By Stephan Jermendy
At the end of March 2016, U.S. Customs and Border Patrol issued an order to seize any material imported into the US produced by the Tangshan Sanyou Group, a Chinese company, resulting in the confiscation of a shipment of soda ash. The agencies acted on information that the Group and its subsidiaries reportedly used forced prison labour to produce its merchandises.
This was the first seizure of goods linked to forced labour in more than 15 years by US Custom officials, made possible by the Trade Facilitation and Trade Enforcement Act President Obama signed this February. This newly introduced Act closed an 86-year old loophole in the Tariff Act of 1930.
While the Tariff Act gave Customs and Border Protection the authority to seize shipments suspected to be produced with forced labour and to immediately block further imports, overall the Act was only applied 39 times.

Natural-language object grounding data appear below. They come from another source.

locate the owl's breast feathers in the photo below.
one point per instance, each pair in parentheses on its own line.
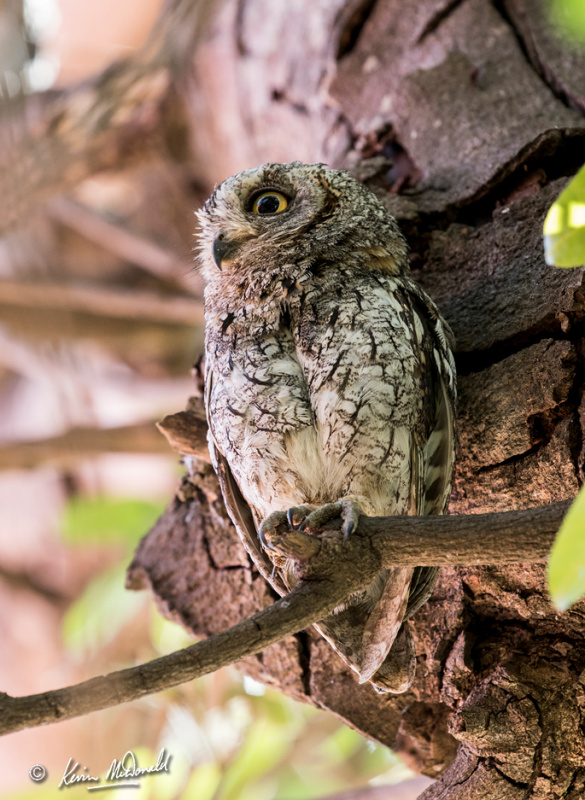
(338,384)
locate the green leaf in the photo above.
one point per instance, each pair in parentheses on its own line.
(102,611)
(564,226)
(566,566)
(106,519)
(265,745)
(568,16)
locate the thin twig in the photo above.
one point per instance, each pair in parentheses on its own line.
(128,246)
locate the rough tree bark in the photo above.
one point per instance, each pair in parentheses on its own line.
(479,105)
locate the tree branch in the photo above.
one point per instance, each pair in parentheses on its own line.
(329,570)
(125,244)
(307,603)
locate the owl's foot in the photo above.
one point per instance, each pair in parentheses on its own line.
(269,528)
(348,510)
(290,519)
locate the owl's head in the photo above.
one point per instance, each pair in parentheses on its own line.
(280,215)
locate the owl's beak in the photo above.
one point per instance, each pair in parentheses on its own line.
(223,248)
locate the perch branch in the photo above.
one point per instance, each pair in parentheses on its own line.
(307,603)
(330,570)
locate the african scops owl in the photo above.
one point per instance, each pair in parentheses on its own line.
(330,385)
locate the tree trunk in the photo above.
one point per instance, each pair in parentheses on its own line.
(479,107)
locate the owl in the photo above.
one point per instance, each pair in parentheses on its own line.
(330,386)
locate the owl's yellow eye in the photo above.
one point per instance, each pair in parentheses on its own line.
(269,203)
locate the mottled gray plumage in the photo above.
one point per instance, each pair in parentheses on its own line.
(329,377)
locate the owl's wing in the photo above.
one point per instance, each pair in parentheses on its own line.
(432,459)
(238,509)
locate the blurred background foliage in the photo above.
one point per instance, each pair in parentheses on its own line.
(564,246)
(100,322)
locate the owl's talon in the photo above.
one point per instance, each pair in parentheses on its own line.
(269,528)
(350,514)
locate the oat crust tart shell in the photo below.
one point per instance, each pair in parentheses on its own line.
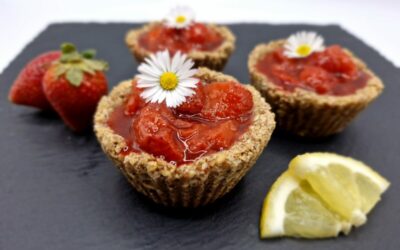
(214,59)
(190,185)
(306,113)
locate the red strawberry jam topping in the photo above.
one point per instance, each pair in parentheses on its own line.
(209,121)
(330,72)
(197,37)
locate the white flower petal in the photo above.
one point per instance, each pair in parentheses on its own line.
(189,82)
(158,64)
(149,92)
(312,39)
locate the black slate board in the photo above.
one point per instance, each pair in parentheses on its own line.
(59,191)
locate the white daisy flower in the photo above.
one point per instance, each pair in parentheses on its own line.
(303,44)
(179,17)
(166,78)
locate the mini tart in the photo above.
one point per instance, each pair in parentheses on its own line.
(188,185)
(215,59)
(306,113)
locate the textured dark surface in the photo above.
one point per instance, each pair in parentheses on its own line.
(59,191)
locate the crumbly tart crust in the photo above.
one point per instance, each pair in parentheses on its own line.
(306,113)
(215,59)
(189,185)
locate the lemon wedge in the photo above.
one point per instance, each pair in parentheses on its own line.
(321,195)
(347,186)
(292,208)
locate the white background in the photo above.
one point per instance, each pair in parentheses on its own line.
(374,21)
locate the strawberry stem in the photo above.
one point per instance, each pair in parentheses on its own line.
(67,48)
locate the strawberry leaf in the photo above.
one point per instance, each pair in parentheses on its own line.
(89,53)
(97,65)
(74,76)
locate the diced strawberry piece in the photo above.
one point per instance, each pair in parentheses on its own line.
(135,101)
(334,59)
(226,100)
(155,135)
(194,103)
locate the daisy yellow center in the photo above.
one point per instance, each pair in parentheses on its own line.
(304,50)
(168,81)
(180,19)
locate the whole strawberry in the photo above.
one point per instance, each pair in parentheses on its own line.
(27,88)
(74,85)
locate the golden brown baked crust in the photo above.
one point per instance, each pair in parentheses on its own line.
(215,59)
(188,185)
(306,113)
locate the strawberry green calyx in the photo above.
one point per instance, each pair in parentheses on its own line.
(74,64)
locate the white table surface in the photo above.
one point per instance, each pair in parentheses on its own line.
(377,22)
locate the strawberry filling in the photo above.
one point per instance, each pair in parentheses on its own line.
(197,37)
(209,121)
(330,72)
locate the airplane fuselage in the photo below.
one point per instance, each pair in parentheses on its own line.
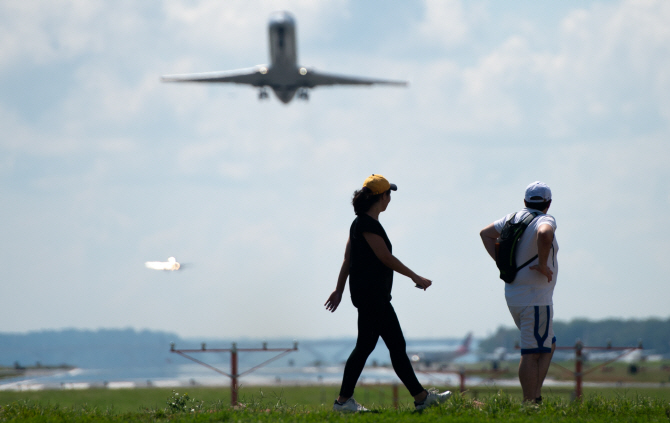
(283,75)
(283,56)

This was due to a loophole allowing import of any products, regardless of their production conditions, if domestic supply was insufficient and the product was required to satisfy domestic demand. This made it impossible for 15 years to enforce the law against any type of goods linked to forced or child labour.
This seizure by one of the world’s largest consumer markets is a ground-breaking development in the global fight against forced labour. By effectively applying the new law and seizing the shipment on the grounds of forced labour linkages, the US sent a strong signal to producers around the world that their production conditions matter and that their supply chains need to be cleaned of labour abuses.
For the past years, EJF together with other organisations has demonstrated the widespread existence of forced, bonded, slave and trafficked labour in Thailand’s fisheries and seafood sector – for which the US is a key export destination. In 2013, Thailand exported approximately US$ 7 billion worth of fish and seafood. Of these products, 22.8% went to the US.
The EU issued Thailand a yellow card
as a warning of potential trade sanctions for the country’s failure to adequately monitor and control its fisheries. Thailand has also repeatedly been classified as a Tier 3
country in the US State Department’s Trafficking in Person’s report. Our most recent report ‘Thailand’s Seafood Slaves
’ documents how slavery and trafficking continue to remain at the core of Thailand’s seafood economy.
It is about time that Thai seafood produced by slaves and imported to the U.S. receives the same treatment. Only such action will demonstrate to suppliers in Thailand that they need to radically change their production conditions and to immediately address any labour issues in their supply chains.
It now needs to be ensured that it finds consistent and unconditional application in all product sectors proven or suspected of having links to forced and slave labour. Further strengthening consumer awareness and highlighting the impacts our consumption patterns are having on the life’s of vulnerable people around the world will be key conditions to achieve an end of global slavery.